タイトルこそ「少年H」ですが、映画の主人公はあくまでもHの父親である妹尾盛夫(水谷豊)。
つまり本作は、少年Hと呼ばれていた妹尾肇(吉岡竜輝)が激動の時代に目にした父親の生き方であり、
父親から教えられた考え方を、自分自身の中にしみこませた時代の物語と言えるでしょう。
 
舞台は1941年4月の神戸。水谷豊と伊藤蘭が、映画の中でも夫婦を演じるという点も話題でしたが、
さすがに長年付き添っている夫婦ということもあり、息がもぴったりの夫婦を演じています。
妹尾盛夫のおっとりとしたしゃべり口調が水谷豊のキャラにもぴったりで、妻の敏子(伊藤蘭)も、
家の中では標準語を話すようにと子供たちに日頃から教えていたこともあって、
東京の役者が話す関西弁にもあまり違和感を感じず、すんなりとこの作品の世界に入っていけました。
関西では父親や母親が、息子や娘のことを普通にアンタと呼びますが、その呼び方も板に付いています。
 
神戸で洋服の仕立屋を営む盛夫は外国人のお得意様が多く、挨拶程度とは言え英語やドイツ語など、
いくつかの国の言葉を話します。それを見たHは、自分の父親はスゴイ!と思うわけですが、
「外国人との付き合いも人と人やからな。国や言葉はあんまり関係ないんと違うかな」と、
父親はHにさらりと言うのです。
 
そんな折、アメリカから届いた絵葉書に描かれたエンパイア・ステート・ビルディングの大きさに感動し、
それが後に開戦することとなるアメリカという国の脅威の原点になるHですが、、、。
 
時代が太平洋戦争へと向かう中、レコードを聞かせてくれていたうどん屋の兄ちゃん(小栗旬)が、
警察に逮捕されます。「なんで兄ちゃんが捕まるや?、赤って何?、思想犯って?」と父親に問うH。

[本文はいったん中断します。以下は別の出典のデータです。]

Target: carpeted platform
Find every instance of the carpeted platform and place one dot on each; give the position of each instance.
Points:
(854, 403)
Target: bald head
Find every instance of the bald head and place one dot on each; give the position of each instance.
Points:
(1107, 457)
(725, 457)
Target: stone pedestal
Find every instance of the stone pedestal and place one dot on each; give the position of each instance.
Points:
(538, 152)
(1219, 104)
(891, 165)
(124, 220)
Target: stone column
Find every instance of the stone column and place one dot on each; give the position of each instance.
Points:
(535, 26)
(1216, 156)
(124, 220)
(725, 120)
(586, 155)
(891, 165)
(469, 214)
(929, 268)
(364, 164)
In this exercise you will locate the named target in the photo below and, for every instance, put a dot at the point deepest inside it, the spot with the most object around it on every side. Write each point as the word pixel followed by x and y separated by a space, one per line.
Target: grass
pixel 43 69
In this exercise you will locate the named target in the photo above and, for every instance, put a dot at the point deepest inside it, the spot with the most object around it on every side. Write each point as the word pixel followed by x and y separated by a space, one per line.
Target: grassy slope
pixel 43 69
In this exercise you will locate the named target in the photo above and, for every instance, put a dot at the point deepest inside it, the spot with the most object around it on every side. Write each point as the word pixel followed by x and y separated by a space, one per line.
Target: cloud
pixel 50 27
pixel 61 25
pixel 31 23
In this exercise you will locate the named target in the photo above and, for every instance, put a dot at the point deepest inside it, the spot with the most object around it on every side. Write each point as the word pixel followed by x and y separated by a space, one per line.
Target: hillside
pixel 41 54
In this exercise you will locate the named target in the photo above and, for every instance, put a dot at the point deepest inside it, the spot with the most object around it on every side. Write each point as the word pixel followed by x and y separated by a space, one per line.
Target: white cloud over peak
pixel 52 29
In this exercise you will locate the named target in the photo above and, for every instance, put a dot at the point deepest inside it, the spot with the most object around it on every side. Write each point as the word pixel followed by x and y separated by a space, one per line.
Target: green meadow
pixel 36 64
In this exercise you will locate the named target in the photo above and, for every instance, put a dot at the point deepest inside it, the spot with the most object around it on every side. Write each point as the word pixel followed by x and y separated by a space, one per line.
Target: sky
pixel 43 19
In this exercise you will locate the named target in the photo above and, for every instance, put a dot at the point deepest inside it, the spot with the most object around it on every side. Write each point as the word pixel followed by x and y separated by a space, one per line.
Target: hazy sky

また、映画館で働くオトコ姉ちゃん(早乙女太一)が出征となり、大勢に見送られるのですが、
思わぬ形でHがオトコ姉ちゃんを発見することになり、必死に父親を呼びに駆け出すのです。
周囲の事件を通し、この時代の恐ろしさを、Hは実感するようになっていきます。
 
学校ではHの机に落書きされたり、盛夫がスパイ容疑で警察に突然連行されたりもします。
その原因が、友人のいっちゃんが、アメリカの絵葉書のことを言いふらしたからだと悟ったHですが、
盛夫は、その友人だけが悪いのではないと教えてくれるのです。そして言い聞かせます。
「戦争はいつか終わる。その時に恥ずかしい人間になっとったらアカンよ」と。
 
1943年4月になり、Hは中学校に進学します。軍事教練が続く日々。好きな絵を描いても、
「こんな絵を描く奴は非国民だ!」と、共感の田森(原田泰造)に思い切り殴られるのですが、
そんな時、久門教官(佐々木蔵之介)が助けてくれたりもします。教官といっても、
いろんな人間がいることを知るHは、人間的にも少しずつ成長していくのです。
 
戦況が悪化し、神戸の町の上空にも敵機の姿が多くなり、Hの妹の好子(花田優里音)は疎開。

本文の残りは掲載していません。